With all my attention focused like that I didn’t even consciously notice some shapes smearing on the windshield. Instinctively, my hand twisted the know on the steering column, setting the wipers in motion. Several minutes went buy before I actually realized what was happening, what was smattering on the glass.
It was raining.
Ordinarily this wouldn’t be any deal at all. But it has been so long, exactly a month actually, and the intervening oven days so broiling that I had forgotten about rain. No more than a sprinkle, but ohh, it looked so good.
I stopped for gas. Shoved my card into the slot and clicked the automatic hook-deal on the handle so the gas would flow on its own.
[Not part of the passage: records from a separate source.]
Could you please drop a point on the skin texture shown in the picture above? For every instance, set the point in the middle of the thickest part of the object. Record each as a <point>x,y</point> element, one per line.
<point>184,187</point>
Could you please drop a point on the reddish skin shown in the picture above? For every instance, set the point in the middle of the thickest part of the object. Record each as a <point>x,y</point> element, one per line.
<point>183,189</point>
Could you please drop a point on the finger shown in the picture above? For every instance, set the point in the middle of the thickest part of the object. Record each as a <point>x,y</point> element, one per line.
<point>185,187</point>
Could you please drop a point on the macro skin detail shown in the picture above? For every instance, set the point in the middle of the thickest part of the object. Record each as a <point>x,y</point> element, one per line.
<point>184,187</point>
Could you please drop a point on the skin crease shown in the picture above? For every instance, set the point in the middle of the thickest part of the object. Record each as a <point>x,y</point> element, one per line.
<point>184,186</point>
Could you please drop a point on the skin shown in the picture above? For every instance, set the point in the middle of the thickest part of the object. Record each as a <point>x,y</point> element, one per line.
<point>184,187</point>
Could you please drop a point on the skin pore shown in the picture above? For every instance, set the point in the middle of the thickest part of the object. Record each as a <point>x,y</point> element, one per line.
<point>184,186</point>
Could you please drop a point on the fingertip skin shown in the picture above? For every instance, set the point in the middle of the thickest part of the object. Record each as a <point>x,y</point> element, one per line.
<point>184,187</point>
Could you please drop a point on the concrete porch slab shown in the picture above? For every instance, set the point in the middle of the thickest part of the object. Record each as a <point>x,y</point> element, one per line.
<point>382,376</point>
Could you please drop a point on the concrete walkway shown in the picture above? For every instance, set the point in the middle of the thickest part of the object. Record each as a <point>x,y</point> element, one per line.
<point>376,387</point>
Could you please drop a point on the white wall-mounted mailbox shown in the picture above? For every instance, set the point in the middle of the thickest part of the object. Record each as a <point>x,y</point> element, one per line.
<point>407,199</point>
I purposely stepped back, out from under the sheltering gas station roof onto the unprotected part of the apron. I wanted to feel the rain, get wet, see the spots form on my white business shirt. I felt like yelling, singing, dancing.
The smell was wonderful. I had forgotten the odor of fresh rain on dry grass.
Not much of a rain, not enough to end the drought. The hundred degree days will return by this weekend. But it was something… a respite. More than that, it was the return of hope. The killer heat will dissipate, the drought will be drowned. Until today, those indisputable facts were impossible to imagine.
Hope- a reminder that things will get better, that we will all survive. That’s what we’ve been missing.